A New Life to the Abandoned and Suspended Wells of Middle Indus Basin

Amjad, Muhammad (Eni Pakistan Limited) | Mugheri, Sikandar (Eni Pakistan Limited) | Soomro, Moazim (Eni Pakistan Limited) | De Rosa, Giuseppe (Eni Pakistan Limited) | Danilo, Albani (Eni Pakistan Limited)


Widening supply and demand gap in natural gas industry, the advent of tight gas policy and increasing interest of operators in tight gas sands and shale has opened new venues for development of unconventional plays in Pakistan.

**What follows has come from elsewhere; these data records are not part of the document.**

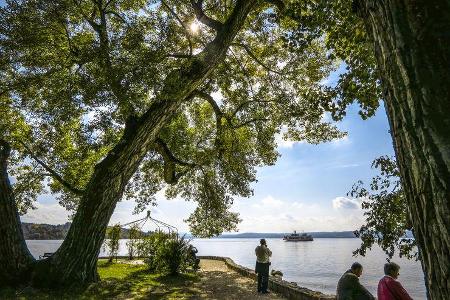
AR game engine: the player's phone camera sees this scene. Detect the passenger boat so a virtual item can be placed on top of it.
[283,230,313,242]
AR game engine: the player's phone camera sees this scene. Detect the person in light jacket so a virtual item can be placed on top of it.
[377,262,412,300]
[255,239,272,294]
[336,262,375,300]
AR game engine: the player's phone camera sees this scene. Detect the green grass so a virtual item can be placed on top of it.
[0,260,201,300]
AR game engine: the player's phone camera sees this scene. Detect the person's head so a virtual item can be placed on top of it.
[350,262,362,277]
[384,262,400,279]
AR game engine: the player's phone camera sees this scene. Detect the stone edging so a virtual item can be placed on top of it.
[197,256,336,300]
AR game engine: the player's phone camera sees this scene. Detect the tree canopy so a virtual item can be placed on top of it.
[0,0,356,236]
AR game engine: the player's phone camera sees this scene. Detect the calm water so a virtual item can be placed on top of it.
[27,238,426,299]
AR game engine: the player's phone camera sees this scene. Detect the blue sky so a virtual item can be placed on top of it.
[22,99,393,232]
[0,0,394,232]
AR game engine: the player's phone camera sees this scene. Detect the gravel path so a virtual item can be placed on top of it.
[195,259,286,299]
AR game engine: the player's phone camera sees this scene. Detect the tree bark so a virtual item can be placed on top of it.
[32,0,257,286]
[0,139,34,286]
[358,0,450,299]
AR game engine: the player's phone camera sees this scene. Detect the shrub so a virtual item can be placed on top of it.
[144,232,198,275]
[127,225,142,260]
[103,224,121,262]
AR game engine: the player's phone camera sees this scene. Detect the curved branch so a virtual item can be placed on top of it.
[191,0,223,31]
[155,138,197,184]
[19,141,84,196]
[231,43,283,75]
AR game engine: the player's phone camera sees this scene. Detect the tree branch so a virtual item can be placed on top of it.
[265,0,286,12]
[231,118,270,129]
[105,10,128,25]
[192,90,224,121]
[155,138,197,184]
[191,0,223,31]
[231,43,283,75]
[161,0,193,56]
[231,100,277,117]
[19,141,84,196]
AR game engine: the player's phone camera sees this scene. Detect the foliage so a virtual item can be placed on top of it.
[104,224,121,262]
[127,224,143,260]
[141,231,196,275]
[0,0,379,237]
[286,0,382,120]
[349,156,418,259]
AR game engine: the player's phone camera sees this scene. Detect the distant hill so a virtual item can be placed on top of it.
[22,222,149,240]
[217,231,356,239]
[22,222,70,240]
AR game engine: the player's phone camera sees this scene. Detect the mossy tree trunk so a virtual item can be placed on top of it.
[0,139,34,286]
[358,0,450,299]
[33,0,257,286]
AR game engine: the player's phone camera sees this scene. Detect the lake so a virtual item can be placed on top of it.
[27,238,426,299]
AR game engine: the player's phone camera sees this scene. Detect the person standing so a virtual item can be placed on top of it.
[336,262,375,300]
[377,262,412,300]
[255,239,272,294]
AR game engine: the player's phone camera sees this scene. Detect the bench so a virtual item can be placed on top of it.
[39,252,54,259]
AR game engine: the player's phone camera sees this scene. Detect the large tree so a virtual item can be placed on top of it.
[284,0,450,299]
[0,0,342,285]
[356,0,450,299]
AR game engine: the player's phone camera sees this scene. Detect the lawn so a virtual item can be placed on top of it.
[0,260,201,299]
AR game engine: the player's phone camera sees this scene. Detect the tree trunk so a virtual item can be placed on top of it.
[32,0,257,286]
[358,0,450,299]
[0,139,34,286]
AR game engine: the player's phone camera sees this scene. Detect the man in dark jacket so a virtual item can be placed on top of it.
[336,262,375,300]
[255,239,272,294]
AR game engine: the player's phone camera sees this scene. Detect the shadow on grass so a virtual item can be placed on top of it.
[0,261,200,300]
[88,268,200,299]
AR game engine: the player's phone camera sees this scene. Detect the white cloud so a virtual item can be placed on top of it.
[21,202,70,225]
[275,126,305,149]
[330,135,352,147]
[233,195,364,232]
[331,197,361,209]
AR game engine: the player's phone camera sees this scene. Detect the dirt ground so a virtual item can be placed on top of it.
[195,259,286,300]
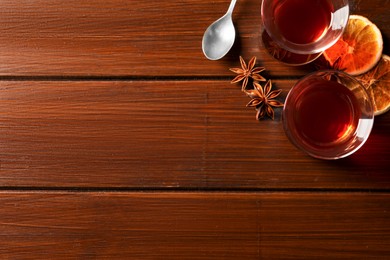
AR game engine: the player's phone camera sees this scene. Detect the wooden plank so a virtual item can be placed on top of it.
[0,0,390,77]
[0,192,390,259]
[0,80,390,189]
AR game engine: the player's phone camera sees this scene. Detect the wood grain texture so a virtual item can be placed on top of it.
[0,80,390,189]
[0,192,390,259]
[0,0,390,77]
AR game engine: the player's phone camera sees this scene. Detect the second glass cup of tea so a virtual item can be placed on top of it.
[283,70,374,159]
[261,0,349,65]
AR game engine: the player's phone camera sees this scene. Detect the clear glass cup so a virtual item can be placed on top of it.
[282,70,374,159]
[261,0,349,60]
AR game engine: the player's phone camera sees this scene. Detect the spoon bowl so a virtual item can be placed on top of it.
[202,0,237,60]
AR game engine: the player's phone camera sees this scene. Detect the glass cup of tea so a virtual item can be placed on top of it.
[261,0,349,65]
[282,70,374,159]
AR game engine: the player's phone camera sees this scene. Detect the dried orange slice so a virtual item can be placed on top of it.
[357,55,390,116]
[323,15,383,75]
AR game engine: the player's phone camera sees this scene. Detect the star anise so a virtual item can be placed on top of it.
[230,56,266,91]
[245,80,283,120]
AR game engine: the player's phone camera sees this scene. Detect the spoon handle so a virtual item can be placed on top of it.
[226,0,237,15]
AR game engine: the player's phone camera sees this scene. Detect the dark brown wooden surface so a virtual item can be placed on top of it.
[0,0,390,259]
[0,192,390,259]
[0,80,390,189]
[0,0,390,77]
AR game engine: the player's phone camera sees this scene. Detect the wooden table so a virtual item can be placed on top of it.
[0,0,390,259]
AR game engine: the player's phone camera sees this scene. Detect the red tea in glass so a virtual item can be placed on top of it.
[261,0,349,54]
[274,0,333,44]
[283,71,373,159]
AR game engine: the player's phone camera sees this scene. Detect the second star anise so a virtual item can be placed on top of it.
[245,80,283,120]
[230,56,266,91]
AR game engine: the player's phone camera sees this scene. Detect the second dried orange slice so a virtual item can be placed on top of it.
[323,15,383,75]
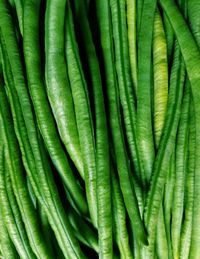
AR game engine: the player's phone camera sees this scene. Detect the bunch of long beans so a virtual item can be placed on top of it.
[0,0,200,259]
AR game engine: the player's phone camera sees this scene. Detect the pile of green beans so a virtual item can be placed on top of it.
[0,0,200,259]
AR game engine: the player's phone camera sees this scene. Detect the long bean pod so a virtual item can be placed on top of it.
[75,0,113,258]
[23,0,87,214]
[160,0,200,258]
[66,1,98,227]
[96,0,147,244]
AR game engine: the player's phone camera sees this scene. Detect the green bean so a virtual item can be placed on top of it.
[153,10,168,148]
[13,0,24,36]
[0,135,19,259]
[126,0,138,96]
[187,0,200,46]
[163,13,175,64]
[111,168,133,259]
[44,0,85,179]
[164,151,175,258]
[23,0,87,214]
[0,88,51,258]
[171,80,190,258]
[0,144,36,259]
[179,96,195,259]
[0,0,84,258]
[68,208,99,253]
[137,0,156,184]
[96,0,147,244]
[110,0,145,191]
[160,0,200,258]
[75,0,112,258]
[66,1,98,227]
[145,41,185,258]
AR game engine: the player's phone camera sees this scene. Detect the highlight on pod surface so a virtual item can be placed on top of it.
[0,0,200,259]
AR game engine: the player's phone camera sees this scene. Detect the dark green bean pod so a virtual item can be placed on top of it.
[65,0,97,227]
[23,0,87,214]
[96,0,147,244]
[44,0,84,179]
[163,151,176,258]
[137,0,157,184]
[179,96,196,259]
[110,0,145,194]
[67,208,100,253]
[0,0,84,258]
[171,81,191,258]
[0,88,51,258]
[0,205,19,259]
[0,144,36,259]
[145,43,185,258]
[160,0,200,258]
[111,168,133,259]
[75,0,112,258]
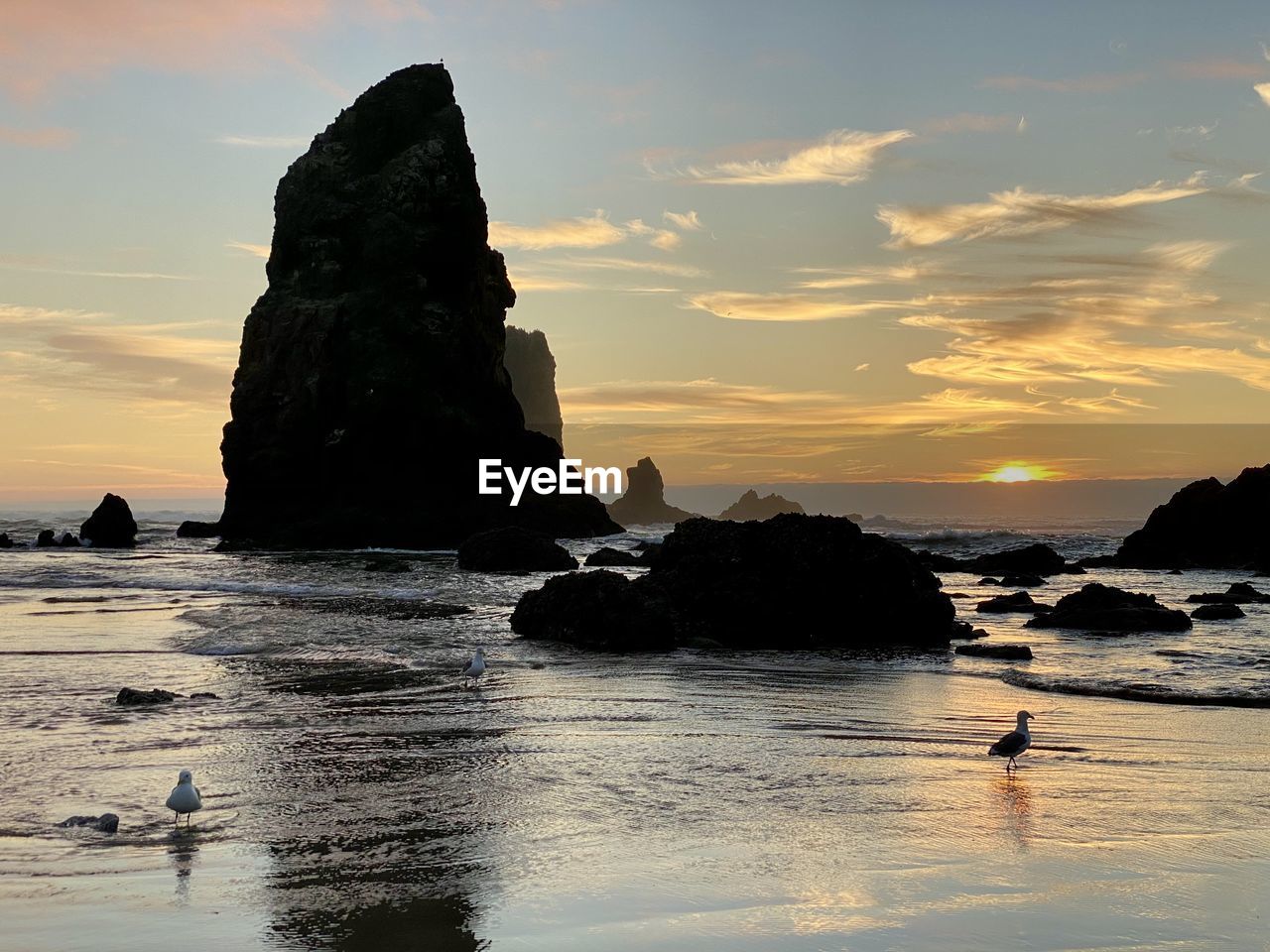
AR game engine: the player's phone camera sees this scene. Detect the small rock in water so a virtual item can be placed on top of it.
[956,645,1033,661]
[114,688,178,706]
[54,813,119,833]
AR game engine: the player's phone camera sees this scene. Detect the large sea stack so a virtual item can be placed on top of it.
[219,64,618,547]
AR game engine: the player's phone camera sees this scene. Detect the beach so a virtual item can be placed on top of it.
[0,523,1270,949]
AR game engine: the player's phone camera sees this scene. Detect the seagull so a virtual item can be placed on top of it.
[463,648,485,684]
[167,771,203,826]
[988,711,1034,774]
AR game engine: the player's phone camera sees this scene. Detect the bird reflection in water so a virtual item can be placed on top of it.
[992,771,1033,849]
[168,835,198,906]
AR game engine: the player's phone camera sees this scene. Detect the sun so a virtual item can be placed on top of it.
[979,459,1061,482]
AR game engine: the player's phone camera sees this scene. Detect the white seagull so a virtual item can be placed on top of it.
[463,648,485,684]
[988,711,1035,772]
[167,771,203,826]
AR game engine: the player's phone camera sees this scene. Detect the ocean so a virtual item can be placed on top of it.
[0,512,1270,949]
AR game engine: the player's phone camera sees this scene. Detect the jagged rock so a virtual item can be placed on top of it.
[54,813,119,833]
[1028,581,1192,632]
[608,456,695,526]
[1187,581,1270,604]
[512,514,954,650]
[956,645,1033,661]
[177,520,221,538]
[211,64,618,549]
[718,489,804,522]
[114,688,181,707]
[586,545,648,568]
[503,325,564,450]
[1114,464,1270,568]
[458,526,577,572]
[80,493,137,548]
[975,591,1052,615]
[1192,604,1247,622]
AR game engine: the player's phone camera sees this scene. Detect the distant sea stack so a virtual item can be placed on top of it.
[1105,464,1270,568]
[503,325,564,450]
[718,489,803,522]
[608,456,696,526]
[219,64,618,547]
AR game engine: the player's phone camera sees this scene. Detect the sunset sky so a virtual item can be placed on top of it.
[0,0,1270,499]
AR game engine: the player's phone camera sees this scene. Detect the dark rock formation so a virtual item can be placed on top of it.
[503,325,564,450]
[608,456,695,526]
[1114,464,1270,568]
[80,493,137,548]
[586,545,645,568]
[114,688,181,706]
[54,813,119,833]
[1192,604,1247,622]
[458,526,577,572]
[177,520,221,538]
[976,591,1053,615]
[512,514,954,650]
[211,64,617,548]
[1187,581,1270,606]
[718,489,804,522]
[1028,581,1192,632]
[956,645,1033,661]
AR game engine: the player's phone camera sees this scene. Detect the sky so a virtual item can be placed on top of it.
[0,0,1270,499]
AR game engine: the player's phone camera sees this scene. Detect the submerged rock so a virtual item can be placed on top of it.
[221,64,618,549]
[114,688,181,706]
[458,526,577,572]
[503,325,564,450]
[1114,464,1270,568]
[1028,581,1192,632]
[512,514,969,650]
[80,493,137,548]
[976,591,1053,615]
[718,489,804,522]
[608,456,695,526]
[54,813,119,833]
[177,520,221,538]
[1192,604,1247,622]
[956,645,1033,661]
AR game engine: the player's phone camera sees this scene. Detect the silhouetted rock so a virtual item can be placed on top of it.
[503,325,564,449]
[586,545,648,568]
[458,526,577,572]
[1192,604,1247,622]
[718,489,804,522]
[80,493,137,548]
[114,688,181,706]
[1028,581,1192,632]
[512,514,954,650]
[976,591,1052,615]
[54,813,119,833]
[177,520,221,538]
[221,64,618,549]
[956,645,1033,661]
[1187,581,1270,606]
[1115,464,1270,568]
[608,456,695,526]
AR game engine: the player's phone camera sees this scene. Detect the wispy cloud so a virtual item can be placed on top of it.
[877,177,1209,248]
[671,130,913,185]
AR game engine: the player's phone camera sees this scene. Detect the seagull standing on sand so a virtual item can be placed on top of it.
[167,771,203,826]
[988,711,1034,774]
[463,648,485,684]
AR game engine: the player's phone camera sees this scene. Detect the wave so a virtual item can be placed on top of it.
[1001,670,1270,707]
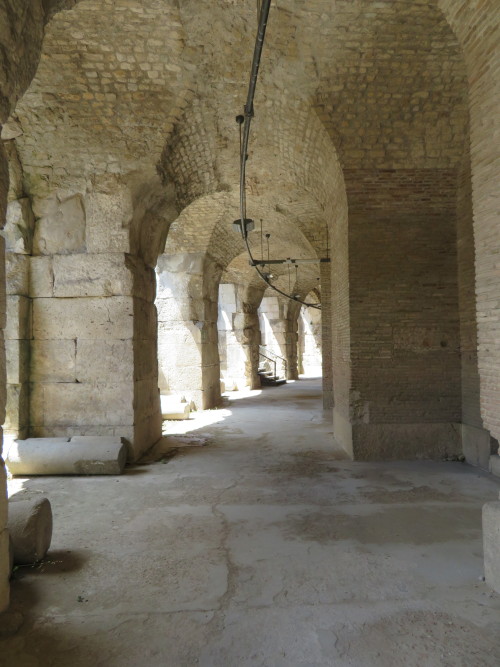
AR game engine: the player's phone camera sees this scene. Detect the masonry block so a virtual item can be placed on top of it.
[483,501,500,593]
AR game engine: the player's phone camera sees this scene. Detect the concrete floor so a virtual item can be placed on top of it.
[0,380,500,667]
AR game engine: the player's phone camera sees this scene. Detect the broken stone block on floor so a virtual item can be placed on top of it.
[160,396,190,419]
[7,492,52,565]
[5,435,127,477]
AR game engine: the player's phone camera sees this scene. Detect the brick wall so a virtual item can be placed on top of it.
[345,169,461,458]
[439,0,500,448]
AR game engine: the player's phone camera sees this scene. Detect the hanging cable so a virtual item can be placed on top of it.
[236,0,321,310]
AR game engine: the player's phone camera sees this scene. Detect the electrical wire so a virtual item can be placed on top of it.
[236,0,321,310]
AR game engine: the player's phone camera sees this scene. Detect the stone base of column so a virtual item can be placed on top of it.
[352,422,462,461]
[483,501,500,593]
[333,408,354,459]
[460,424,492,470]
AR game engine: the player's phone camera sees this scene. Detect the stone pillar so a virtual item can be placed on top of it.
[217,283,250,391]
[319,262,334,410]
[298,297,322,376]
[284,299,300,380]
[2,145,34,439]
[30,183,161,459]
[457,150,491,470]
[234,285,264,389]
[156,253,221,410]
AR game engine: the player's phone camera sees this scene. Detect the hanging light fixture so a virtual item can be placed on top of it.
[233,0,324,309]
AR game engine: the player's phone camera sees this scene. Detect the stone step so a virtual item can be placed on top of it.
[490,454,500,477]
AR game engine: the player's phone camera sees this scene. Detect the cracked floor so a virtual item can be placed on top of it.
[0,379,500,667]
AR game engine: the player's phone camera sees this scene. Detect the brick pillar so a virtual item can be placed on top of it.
[319,262,334,410]
[345,169,461,459]
[156,253,221,410]
[284,300,300,380]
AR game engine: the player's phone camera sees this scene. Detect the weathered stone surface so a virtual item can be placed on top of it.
[2,197,35,254]
[33,296,134,340]
[7,493,52,565]
[0,528,10,611]
[160,396,190,419]
[29,257,54,298]
[5,340,30,384]
[483,502,500,593]
[488,454,500,477]
[75,338,132,383]
[86,187,133,253]
[30,382,134,430]
[33,195,86,255]
[5,294,32,340]
[6,436,127,476]
[461,424,491,470]
[5,252,30,296]
[4,383,29,432]
[52,253,134,297]
[30,339,77,382]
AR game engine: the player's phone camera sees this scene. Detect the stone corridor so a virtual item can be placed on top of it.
[0,379,500,667]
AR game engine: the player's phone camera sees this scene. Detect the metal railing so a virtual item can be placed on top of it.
[259,345,288,379]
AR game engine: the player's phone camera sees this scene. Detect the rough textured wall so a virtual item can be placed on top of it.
[0,0,44,611]
[0,141,10,612]
[346,169,461,459]
[439,0,500,448]
[156,254,221,410]
[30,185,161,458]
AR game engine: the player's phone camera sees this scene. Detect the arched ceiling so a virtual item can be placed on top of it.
[5,0,467,272]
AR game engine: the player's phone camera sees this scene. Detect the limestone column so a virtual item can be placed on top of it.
[217,283,250,391]
[156,253,221,410]
[299,297,322,375]
[233,285,264,389]
[284,299,300,380]
[319,262,334,410]
[2,139,34,439]
[30,181,161,458]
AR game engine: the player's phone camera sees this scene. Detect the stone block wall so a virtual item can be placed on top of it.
[0,142,9,613]
[30,184,161,459]
[0,0,45,612]
[346,170,461,459]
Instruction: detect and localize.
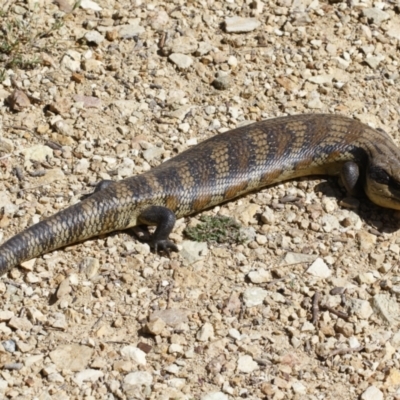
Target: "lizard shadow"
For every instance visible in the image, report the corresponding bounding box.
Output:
[314,178,400,234]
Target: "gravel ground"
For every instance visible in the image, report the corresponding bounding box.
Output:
[0,0,400,400]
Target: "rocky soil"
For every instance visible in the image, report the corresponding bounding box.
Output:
[0,0,400,400]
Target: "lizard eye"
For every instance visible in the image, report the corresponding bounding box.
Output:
[370,167,391,185]
[389,178,400,190]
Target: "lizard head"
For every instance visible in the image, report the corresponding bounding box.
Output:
[365,156,400,210]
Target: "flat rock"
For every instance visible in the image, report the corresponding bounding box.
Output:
[119,18,145,39]
[21,144,53,168]
[124,371,153,386]
[225,17,261,33]
[79,0,102,11]
[248,268,271,283]
[201,392,229,400]
[196,322,214,342]
[168,53,193,69]
[85,31,104,45]
[361,385,383,400]
[168,36,199,54]
[149,308,192,327]
[371,293,400,325]
[362,7,390,25]
[237,355,258,374]
[281,251,318,265]
[243,287,268,307]
[180,240,208,264]
[121,346,146,365]
[49,344,93,371]
[74,369,104,386]
[307,258,332,279]
[349,299,374,319]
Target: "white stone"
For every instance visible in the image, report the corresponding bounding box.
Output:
[196,322,214,342]
[0,379,7,400]
[365,54,385,69]
[372,293,400,325]
[307,258,332,279]
[361,386,383,400]
[362,8,390,25]
[74,158,90,174]
[301,321,315,332]
[168,343,183,354]
[243,287,268,307]
[228,328,242,340]
[321,214,340,233]
[121,346,146,365]
[292,381,307,395]
[74,369,104,386]
[349,299,374,319]
[307,74,334,85]
[237,355,258,374]
[249,268,271,283]
[225,17,261,33]
[168,53,193,69]
[85,31,104,44]
[180,240,208,265]
[124,371,153,386]
[261,207,275,225]
[79,0,102,11]
[201,392,229,400]
[21,144,53,168]
[349,336,361,349]
[281,251,317,265]
[119,18,145,39]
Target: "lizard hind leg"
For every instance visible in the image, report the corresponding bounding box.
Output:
[138,206,178,254]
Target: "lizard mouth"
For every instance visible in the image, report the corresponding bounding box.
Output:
[366,182,400,210]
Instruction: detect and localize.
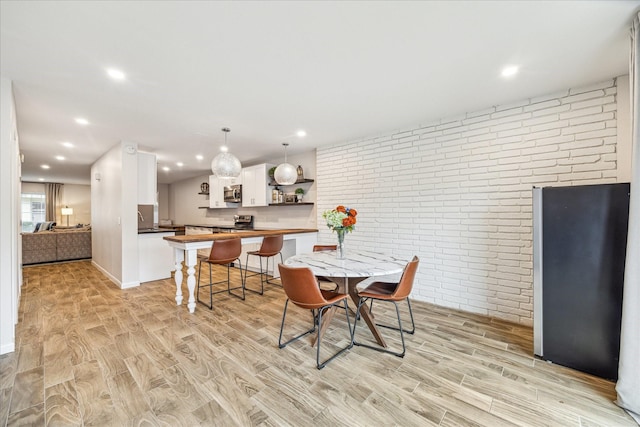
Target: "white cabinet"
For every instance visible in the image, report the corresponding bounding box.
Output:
[138,231,176,283]
[138,152,158,205]
[242,163,273,207]
[209,174,242,209]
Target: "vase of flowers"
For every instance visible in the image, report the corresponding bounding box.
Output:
[322,205,358,259]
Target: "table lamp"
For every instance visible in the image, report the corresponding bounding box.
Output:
[61,206,73,227]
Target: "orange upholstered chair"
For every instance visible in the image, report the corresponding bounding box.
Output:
[278,264,353,369]
[244,234,284,295]
[353,256,420,357]
[197,238,245,310]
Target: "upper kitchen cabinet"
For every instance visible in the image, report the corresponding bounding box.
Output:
[138,152,158,205]
[209,175,242,209]
[242,163,273,207]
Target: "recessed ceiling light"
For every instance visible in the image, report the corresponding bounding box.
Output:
[501,65,518,77]
[107,68,127,80]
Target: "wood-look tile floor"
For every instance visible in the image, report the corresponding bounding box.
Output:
[0,261,635,427]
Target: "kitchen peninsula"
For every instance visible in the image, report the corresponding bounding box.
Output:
[164,228,318,313]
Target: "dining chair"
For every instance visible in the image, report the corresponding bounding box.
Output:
[313,245,340,292]
[197,237,245,310]
[353,256,420,357]
[244,234,284,295]
[278,264,353,369]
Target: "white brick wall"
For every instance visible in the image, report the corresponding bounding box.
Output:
[317,80,618,325]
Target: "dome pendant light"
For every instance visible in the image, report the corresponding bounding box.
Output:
[273,142,298,185]
[211,128,242,178]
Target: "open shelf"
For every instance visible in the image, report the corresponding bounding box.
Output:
[269,178,314,187]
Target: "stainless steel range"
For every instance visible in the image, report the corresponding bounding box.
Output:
[233,215,253,230]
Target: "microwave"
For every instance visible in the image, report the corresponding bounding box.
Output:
[224,185,242,203]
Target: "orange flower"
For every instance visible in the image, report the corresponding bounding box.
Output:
[342,216,356,227]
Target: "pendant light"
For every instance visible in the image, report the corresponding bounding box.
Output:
[211,128,242,178]
[273,142,298,185]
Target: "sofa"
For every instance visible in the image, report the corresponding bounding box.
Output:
[21,228,91,265]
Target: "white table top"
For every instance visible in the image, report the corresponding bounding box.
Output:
[284,250,408,277]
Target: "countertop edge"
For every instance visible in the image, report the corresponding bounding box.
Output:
[163,228,318,243]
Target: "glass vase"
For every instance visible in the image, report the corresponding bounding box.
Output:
[336,229,347,259]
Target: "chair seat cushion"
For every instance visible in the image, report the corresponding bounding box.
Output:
[358,282,398,299]
[247,250,280,257]
[291,289,348,310]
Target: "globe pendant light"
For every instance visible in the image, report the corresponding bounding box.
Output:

Middle Indus Basin hosts important gas fields of Pakistan. Most of the wells in this basin are completed in conventional lower Goru Sands. Lower Goru formation consists of inter-bedded sequences of sands and shale. Its unconventional sand and shale plays hold immense potential which has not yet been exploited due to lack of technology and promising economics. Moreover, Sembar shale is the well known source rock in this basin holding large shale gas potential. GIIP estimates for Lower Goru tight sands excluding the shale prospects are 8.4 TCF which are considered pessimistic due to lack of data in many fields.


From the currently suspended or abandoned wellbores of the Middle Indus Basin, a pilot project needs to be defined in each of the fields, to prove the technical and economical feasibility of tight Gas Potential of the Basin. Commencement of production from unconventional sands will enhance the production in a cost effective manner due to availability of infrastructure and facilities.


This paper focuses on the utilization of existing wellbores as well as data set and highlighting additional data acquisition requirements coupled with completion and multi-stage fracturing techniques for designing a pilot project.  Case study of a pilot project in one of the fields of this basin is discussed. It encompasses the basic workflow, candidate selection criterion, Geo-mechanics, sector modeling, hydraulic fracture design and risk evaluation coupled with its use in full field development projects.


Background and Introduction


Pakistan's last year 2010-2011 production was about 3.91bcf/d, while its demand was (4.2bcf/d) and supply gap was also started. Since then the production from the conventional fields has decreased, while demand has been increased due to infrastructure and human needs. This huge shortfall in the gas market cannot be fulfilled with existing number of completions/producers. The conventional reserves of the country were 56 TCF out of which the country has already produced 50% of its conventional reserves. The recoverable remaining reserves are 24-28TCF, but will be produced at much lower production rate and in much longer period of time. The country has an infrastructure of Gas Processing Facilities 5bcf/d.